Med Sci Monit 2010; 16(7): CR336-341

ID: 880929

Background:    Postoperative nausea and vomiting (PONV) are some of the most-common and undesirable adverse effects after surgery performed under general anesthesia. We investigated the prophylactic value of dexamethasone as an alternate to ondansetron or metoclopramide to prevent PONV after gynecologic surgery.
    Material/Methods:    One hundred sixty ASA I-II patients scheduled for elective gynecologic surgery were enrolled. Before induction of anesthesia, patients were randomly allocated to receive intravenously dexamethasone (8 mg) in group D, ondansetron (4 mg) in group O, metoclopramide (10 mg) in group M, and saline (2 mL) in group P. Total incidence of nausea and vomiting, rescue antiemetic requirement, pain scores, and any adverse effects were recorded at 3 observational periods (0–2 hours, 2–12 hours, and 12–24 hours).

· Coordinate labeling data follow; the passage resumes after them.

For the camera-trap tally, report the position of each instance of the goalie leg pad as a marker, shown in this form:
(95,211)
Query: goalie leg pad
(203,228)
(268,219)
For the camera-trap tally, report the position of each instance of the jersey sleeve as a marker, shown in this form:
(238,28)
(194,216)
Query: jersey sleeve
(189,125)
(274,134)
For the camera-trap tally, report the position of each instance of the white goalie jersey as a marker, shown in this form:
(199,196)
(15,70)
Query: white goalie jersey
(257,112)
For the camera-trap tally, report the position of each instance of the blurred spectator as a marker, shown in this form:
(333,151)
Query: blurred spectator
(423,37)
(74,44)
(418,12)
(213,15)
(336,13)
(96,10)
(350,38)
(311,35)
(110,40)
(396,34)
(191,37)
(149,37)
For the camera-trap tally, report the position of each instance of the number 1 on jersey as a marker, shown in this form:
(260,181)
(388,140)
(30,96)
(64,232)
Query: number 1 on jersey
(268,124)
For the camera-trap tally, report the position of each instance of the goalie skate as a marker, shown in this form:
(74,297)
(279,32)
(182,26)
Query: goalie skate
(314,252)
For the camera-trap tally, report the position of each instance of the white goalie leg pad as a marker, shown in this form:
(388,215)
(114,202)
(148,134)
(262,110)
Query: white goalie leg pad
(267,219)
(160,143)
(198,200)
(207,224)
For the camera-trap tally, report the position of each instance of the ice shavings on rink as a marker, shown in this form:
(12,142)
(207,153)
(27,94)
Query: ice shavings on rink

    Results:    Total rates of PON, POV, and PONV were significantly higher in group P at 0–2 hours and 2–12 hours compared with group D, O, and M (P<.05). There was no difference in PON, POV, and PONV among D, O, and M groups. None of the groups differed in PONV in the subsequent 12–24 hours. Number of patients requiring rescue antiemetic was significantly higher in group P than the other groups at 0–2 hours (10%, 10%, 15%, and 45% in group D, O, M, and P) (P<.05).
    Conclusions:    Prophylactic IV dexamethasone 8 mg significantly reduces the incidence of PONV in gynecologic surgery. At this dosage, dexamethasone is as effective as ondansetron 4 mg and metoclopramide 10 mg, and is more-effective than placebo.